なお、ファースト・ストキャスティクスは反応が良すぎて指標が大きく動きすぎるため、用いる際にはスロー・ストキャスティクスの方が一般的とされています。

図4 ストキャスティクス、使い勝手の良い「スロー」が一般的

図4 ストキャスティクス、使い勝手の良い「スロー」が一般的


ところで、業績の割安、割高を考える時、「同業他社と比較しましょう」という風に言われることがよくあります。株探では、市場で比較されやすい銘柄を、企業名の下に「比較される銘柄」として社名を数社表示しています。「指標エリア2」の下には「比較」という設定項目がありますが、その枠内にはあらかじめこの数社のコード番号が入力されています。他に比較してみたい銘柄がある場合には、自分でコード番号を入力して比較対象に設定することもできます。

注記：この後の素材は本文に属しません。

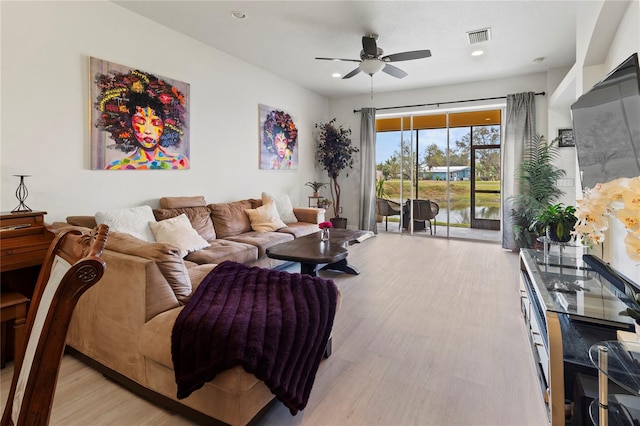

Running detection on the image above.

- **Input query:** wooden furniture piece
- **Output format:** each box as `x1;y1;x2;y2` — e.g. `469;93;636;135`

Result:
0;291;29;369
266;229;370;276
519;249;635;425
1;224;108;426
0;211;55;368
1;211;55;273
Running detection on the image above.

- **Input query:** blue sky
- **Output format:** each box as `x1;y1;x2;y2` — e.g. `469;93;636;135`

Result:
376;128;470;163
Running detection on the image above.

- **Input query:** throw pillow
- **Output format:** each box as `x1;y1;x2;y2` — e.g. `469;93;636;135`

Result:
245;201;287;232
149;214;210;258
95;205;156;242
262;192;298;224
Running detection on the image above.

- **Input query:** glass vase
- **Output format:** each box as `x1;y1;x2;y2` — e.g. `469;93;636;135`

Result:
321;228;330;242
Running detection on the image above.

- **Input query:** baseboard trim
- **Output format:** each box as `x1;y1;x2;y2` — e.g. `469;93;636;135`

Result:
65;347;277;426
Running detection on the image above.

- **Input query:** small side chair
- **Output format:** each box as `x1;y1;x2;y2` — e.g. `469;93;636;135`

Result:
376;197;402;231
1;224;109;426
412;199;439;235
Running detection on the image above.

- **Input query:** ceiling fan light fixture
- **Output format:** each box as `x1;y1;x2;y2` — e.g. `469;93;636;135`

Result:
360;59;385;75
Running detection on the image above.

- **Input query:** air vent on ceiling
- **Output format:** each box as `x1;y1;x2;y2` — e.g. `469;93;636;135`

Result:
467;28;491;45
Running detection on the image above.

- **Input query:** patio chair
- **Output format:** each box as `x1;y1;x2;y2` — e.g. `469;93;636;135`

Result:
412;199;439;235
376;197;402;231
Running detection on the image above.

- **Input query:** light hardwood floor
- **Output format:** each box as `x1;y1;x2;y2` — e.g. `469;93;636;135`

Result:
1;233;548;425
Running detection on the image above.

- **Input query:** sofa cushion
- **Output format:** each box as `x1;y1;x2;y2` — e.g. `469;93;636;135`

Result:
149;214;210;258
153;206;216;241
224;231;293;258
66;216;98;228
159;196;206;209
95;205;156;242
185;240;258;265
208;200;254;238
277;222;321;238
105;231;192;304
262;192;298;224
140;307;262;393
244;201;287;232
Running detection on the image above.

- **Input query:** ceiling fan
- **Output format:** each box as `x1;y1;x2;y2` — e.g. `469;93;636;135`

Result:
315;34;432;79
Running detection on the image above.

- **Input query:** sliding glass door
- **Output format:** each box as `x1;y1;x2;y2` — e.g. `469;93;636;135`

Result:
375;109;501;239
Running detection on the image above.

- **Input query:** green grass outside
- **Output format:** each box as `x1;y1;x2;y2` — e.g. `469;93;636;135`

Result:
382;179;500;211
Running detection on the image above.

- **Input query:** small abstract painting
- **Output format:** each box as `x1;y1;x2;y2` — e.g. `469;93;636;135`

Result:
90;57;190;170
259;104;298;170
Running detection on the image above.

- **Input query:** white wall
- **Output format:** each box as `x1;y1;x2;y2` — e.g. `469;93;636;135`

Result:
0;1;328;222
328;72;549;228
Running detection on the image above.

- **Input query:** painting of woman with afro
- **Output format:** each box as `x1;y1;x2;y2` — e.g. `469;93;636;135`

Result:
260;105;298;170
91;58;190;170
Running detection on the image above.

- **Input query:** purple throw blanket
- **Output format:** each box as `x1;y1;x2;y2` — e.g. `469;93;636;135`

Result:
171;260;338;414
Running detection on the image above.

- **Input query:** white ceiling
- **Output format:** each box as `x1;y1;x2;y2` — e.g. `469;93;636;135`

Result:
113;1;580;98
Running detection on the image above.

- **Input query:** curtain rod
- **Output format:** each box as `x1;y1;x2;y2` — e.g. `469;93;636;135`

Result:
353;91;545;113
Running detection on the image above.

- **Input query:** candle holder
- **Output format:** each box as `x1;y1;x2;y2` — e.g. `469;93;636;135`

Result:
11;175;32;213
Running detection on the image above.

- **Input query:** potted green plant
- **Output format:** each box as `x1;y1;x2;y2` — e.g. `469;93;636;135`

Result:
619;292;640;340
305;181;327;197
620;293;640;323
376;177;390;199
529;203;577;243
315;119;359;228
510;134;566;249
318;198;332;210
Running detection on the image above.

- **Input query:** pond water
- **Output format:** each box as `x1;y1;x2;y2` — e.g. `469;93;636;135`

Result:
436;206;500;224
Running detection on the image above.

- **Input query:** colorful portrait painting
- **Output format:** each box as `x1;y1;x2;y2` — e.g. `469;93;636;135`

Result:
90;57;190;170
259;104;298;170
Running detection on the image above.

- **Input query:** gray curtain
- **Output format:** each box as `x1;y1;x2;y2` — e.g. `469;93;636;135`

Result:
502;92;536;249
359;107;377;232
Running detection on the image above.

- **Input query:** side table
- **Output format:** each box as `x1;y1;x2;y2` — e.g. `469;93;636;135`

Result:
308;196;321;208
589;340;640;425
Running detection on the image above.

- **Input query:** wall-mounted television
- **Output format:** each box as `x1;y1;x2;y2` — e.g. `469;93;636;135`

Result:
571;52;640;190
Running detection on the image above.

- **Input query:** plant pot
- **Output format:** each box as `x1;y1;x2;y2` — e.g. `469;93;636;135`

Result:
635;321;640;343
330;217;347;229
548;223;572;243
312;192;319;198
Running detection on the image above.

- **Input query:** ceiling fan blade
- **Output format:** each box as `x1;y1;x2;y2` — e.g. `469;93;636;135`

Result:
382;64;408;79
362;36;378;57
315;57;361;63
382;49;432;62
342;67;362;79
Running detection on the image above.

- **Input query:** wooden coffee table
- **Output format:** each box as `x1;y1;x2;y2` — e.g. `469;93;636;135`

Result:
266;229;371;277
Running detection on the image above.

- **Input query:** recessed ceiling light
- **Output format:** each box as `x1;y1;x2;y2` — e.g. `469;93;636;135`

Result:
471;50;484;57
532;57;545;63
231;11;246;19
332;73;341;78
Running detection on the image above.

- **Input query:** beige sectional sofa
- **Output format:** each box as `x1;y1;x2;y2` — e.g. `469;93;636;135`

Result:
57;196;327;425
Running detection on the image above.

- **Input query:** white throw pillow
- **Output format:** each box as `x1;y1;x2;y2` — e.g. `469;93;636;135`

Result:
245;201;287;232
149;214;210;258
95;205;156;242
262;192;298;224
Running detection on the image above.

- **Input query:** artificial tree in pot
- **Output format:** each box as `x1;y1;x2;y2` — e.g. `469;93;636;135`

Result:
510;133;566;249
315;119;359;228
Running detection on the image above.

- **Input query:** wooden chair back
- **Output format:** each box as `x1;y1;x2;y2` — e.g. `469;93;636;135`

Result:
1;225;109;426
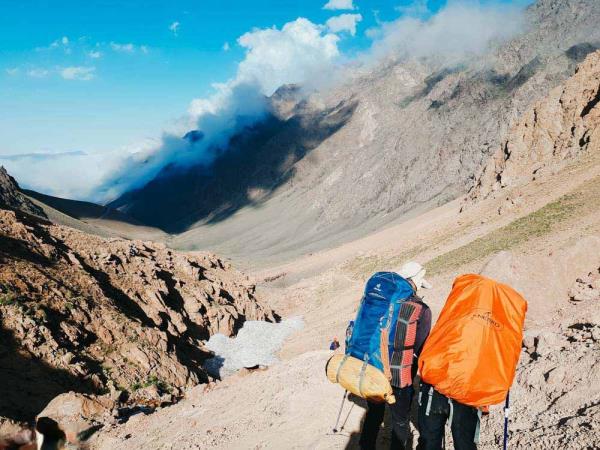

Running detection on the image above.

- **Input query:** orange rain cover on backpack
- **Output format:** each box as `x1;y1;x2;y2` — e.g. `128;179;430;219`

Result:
419;274;527;407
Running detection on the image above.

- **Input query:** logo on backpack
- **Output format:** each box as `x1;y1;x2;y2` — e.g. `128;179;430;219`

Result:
470;309;503;331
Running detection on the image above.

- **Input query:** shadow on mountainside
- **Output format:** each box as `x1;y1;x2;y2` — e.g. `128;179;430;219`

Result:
0;323;96;423
109;100;358;233
0;234;53;267
0;211;55;267
77;258;156;328
23;189;145;226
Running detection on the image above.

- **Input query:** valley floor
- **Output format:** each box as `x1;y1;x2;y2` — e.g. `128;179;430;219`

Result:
91;155;600;449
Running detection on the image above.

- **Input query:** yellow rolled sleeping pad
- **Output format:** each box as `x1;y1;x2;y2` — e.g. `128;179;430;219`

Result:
326;354;396;404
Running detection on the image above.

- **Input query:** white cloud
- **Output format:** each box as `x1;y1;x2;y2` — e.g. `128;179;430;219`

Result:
94;18;343;201
27;68;49;78
39;36;71;53
110;42;136;53
234;18;340;96
326;13;363;36
109;42;148;54
49;38;61;49
366;0;526;63
0;149;141;201
9;65;96;81
223;42;231;51
87;50;102;59
169;21;180;35
60;66;96;81
323;0;355;10
395;0;430;18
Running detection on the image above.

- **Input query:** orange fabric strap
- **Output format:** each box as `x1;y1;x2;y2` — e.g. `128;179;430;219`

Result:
380;328;392;380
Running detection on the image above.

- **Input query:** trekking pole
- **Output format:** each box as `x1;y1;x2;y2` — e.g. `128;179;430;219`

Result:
503;391;510;450
339;400;355;432
332;391;348;433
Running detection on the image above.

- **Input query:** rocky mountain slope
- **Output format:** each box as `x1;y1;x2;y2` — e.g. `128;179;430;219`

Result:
467;49;600;203
110;0;600;265
0;170;276;424
0;167;45;218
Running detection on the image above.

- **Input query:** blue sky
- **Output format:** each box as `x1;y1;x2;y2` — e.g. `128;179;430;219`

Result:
0;0;528;199
0;0;446;156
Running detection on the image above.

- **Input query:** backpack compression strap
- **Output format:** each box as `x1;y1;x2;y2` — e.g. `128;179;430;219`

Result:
390;300;423;388
380;303;395;381
380;327;392;380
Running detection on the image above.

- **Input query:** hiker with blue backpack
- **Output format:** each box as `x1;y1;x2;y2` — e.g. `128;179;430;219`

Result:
355;262;433;450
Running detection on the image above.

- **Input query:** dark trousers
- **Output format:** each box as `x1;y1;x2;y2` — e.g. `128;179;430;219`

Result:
416;383;480;450
359;386;413;450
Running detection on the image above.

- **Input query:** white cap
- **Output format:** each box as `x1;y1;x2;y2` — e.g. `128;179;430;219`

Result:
398;261;432;290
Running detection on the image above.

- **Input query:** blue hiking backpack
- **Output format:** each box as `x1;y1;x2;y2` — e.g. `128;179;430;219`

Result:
346;271;423;387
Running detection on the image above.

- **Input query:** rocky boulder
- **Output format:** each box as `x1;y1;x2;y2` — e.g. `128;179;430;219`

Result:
569;267;600;302
36;392;115;446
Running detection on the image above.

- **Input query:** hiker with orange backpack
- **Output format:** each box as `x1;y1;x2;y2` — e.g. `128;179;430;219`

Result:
416;274;527;450
356;262;433;450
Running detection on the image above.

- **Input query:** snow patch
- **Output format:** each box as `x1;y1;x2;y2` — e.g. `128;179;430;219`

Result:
204;317;304;378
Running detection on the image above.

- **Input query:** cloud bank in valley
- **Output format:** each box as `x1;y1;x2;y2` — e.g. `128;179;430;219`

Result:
1;1;530;203
0;144;158;200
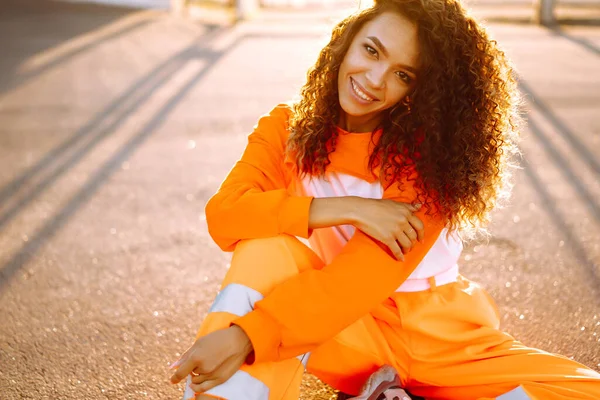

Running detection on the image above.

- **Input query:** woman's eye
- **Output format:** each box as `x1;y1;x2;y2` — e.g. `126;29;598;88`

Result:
396;71;412;83
364;44;378;57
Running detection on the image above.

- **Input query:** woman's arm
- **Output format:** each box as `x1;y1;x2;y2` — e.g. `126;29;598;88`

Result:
169;189;438;390
206;106;374;250
205;105;313;251
232;182;446;364
310;196;424;260
307;197;359;230
207;105;424;253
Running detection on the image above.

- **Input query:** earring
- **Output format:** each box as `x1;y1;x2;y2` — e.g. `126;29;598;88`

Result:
402;96;412;112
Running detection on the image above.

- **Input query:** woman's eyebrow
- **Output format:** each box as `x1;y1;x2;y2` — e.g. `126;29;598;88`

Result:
367;36;389;57
367;36;418;74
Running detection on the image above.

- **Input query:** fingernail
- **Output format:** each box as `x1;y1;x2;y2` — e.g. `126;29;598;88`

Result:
169;360;181;369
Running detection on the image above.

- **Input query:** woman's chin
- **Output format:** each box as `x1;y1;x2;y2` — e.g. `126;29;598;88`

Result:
339;97;372;118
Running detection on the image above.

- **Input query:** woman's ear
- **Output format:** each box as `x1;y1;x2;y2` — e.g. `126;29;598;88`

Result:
402;96;412;111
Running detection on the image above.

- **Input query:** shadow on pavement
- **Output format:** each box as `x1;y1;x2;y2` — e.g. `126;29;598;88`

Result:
549;27;600;56
0;23;228;294
0;0;154;96
519;79;600;299
0;23;225;230
518;101;600;224
521;156;600;299
519;80;600;178
0;22;328;295
483;16;600;27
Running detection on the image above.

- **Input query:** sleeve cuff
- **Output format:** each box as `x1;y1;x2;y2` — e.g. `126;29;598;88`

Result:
278;196;313;238
232;309;282;364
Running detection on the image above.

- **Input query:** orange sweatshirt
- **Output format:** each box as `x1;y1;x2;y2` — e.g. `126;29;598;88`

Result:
205;104;446;364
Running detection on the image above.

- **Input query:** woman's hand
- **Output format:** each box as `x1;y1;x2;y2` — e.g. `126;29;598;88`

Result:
169;325;253;394
348;197;424;261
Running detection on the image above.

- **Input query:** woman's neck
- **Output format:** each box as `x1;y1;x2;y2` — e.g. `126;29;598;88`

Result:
338;112;382;133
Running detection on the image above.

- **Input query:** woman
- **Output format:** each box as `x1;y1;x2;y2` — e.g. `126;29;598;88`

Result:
169;0;600;398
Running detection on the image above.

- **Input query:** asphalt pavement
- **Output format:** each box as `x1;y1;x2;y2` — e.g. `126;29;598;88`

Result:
0;1;598;399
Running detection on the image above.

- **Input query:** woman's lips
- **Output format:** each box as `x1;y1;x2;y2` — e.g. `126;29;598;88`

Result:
350;77;379;102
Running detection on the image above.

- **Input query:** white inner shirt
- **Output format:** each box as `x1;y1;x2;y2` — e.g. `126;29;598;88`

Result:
299;172;462;291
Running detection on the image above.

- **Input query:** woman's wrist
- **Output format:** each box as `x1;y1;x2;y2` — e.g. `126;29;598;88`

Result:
340;196;367;226
230;325;254;358
308;196;367;229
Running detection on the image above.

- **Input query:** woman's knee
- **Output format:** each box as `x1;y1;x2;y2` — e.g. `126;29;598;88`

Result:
235;234;302;253
231;234;323;274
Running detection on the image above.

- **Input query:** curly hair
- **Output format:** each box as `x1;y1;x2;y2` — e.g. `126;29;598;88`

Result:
286;0;522;237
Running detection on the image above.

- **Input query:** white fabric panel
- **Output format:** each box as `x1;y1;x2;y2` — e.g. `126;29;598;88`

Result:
403;228;463;280
182;376;196;400
205;370;270;399
208;283;264;316
496;386;531;400
182;371;270;400
301;173;383;264
296;352;311;367
397;264;459;292
299;172;463;287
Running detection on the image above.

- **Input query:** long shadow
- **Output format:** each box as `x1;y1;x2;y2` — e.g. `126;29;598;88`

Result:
0;29;325;294
0;44;186;205
0;28;322;224
518;80;600;177
522;156;600;300
0;52;188;229
7;19;154;92
519;75;600;299
525;116;600;223
549;27;600;56
0;25;225;232
0;3;164;205
484;16;600;27
0;32;232;294
0;0;152;96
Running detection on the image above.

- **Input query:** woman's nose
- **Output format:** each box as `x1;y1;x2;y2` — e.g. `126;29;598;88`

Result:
365;66;386;90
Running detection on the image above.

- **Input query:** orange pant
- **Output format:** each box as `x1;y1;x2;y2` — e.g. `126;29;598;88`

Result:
186;235;600;400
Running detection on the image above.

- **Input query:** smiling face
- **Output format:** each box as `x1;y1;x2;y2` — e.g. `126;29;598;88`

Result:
337;11;419;132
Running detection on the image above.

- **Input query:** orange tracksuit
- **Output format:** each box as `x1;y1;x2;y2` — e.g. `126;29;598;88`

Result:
181;104;600;400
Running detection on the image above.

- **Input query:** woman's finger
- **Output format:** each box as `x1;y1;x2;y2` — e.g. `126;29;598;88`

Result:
191;373;211;385
170;358;198;384
405;202;422;212
407;214;425;242
395;232;413;254
405;225;418;244
170;346;195;370
386;238;404;261
169;358;183;370
191;378;222;395
191;345;244;394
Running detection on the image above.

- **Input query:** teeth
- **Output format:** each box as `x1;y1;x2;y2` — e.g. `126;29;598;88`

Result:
351;79;374;101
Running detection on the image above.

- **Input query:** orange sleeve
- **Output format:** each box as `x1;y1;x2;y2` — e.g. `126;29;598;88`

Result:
205;104;314;251
233;181;446;363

その横には株価指数の「日経平均」「ジャスダック平均」「NYダウ」があり、比較したい指数にチェックを入れて右の「比較」ボタンを押します。すると左端の同じ地点からスタートしたそれぞれの株価から、どのようなパフォーマンスの差が時間の経過とともに表れたのかを、折れ線グラフで比較してみることができます。ここではわかりやすいように「指標エリア2」を無しに設定してチャートの縦幅を広げています。

図5 銘柄ごとのパフォーマンスが一目瞭然、「比較チャート」

銘柄ごとのパフォーマンスが一目瞭然、「比較チャート」


チャートをたくさん利用すれば、それだけ手間暇がかかるので面倒です。しかし、業績だけでは、株価がいま割安なのか、それとも割高なのかを判断することは難しいでしょう。株探では基本のチャート機能に絞られていますので、基本的なチャートの分析を行うために活用することができます。

私たちは地合いが良くなって儲かってくると、つい気が大きくなって欲に負けてしまいがちです。どんなに業績が良好な銘柄でも高い時に買えば、業績に対して株価が割安だと判断されるまで、損失が発生してしまう可能性があるのです。業績が良好な銘柄を割安なタイミングで購入できるように、常に冷静に、そして機械的に売買を判断することが大事です。利益を右肩上がりで増やすためにも、チャートを利用してみることをおススメします。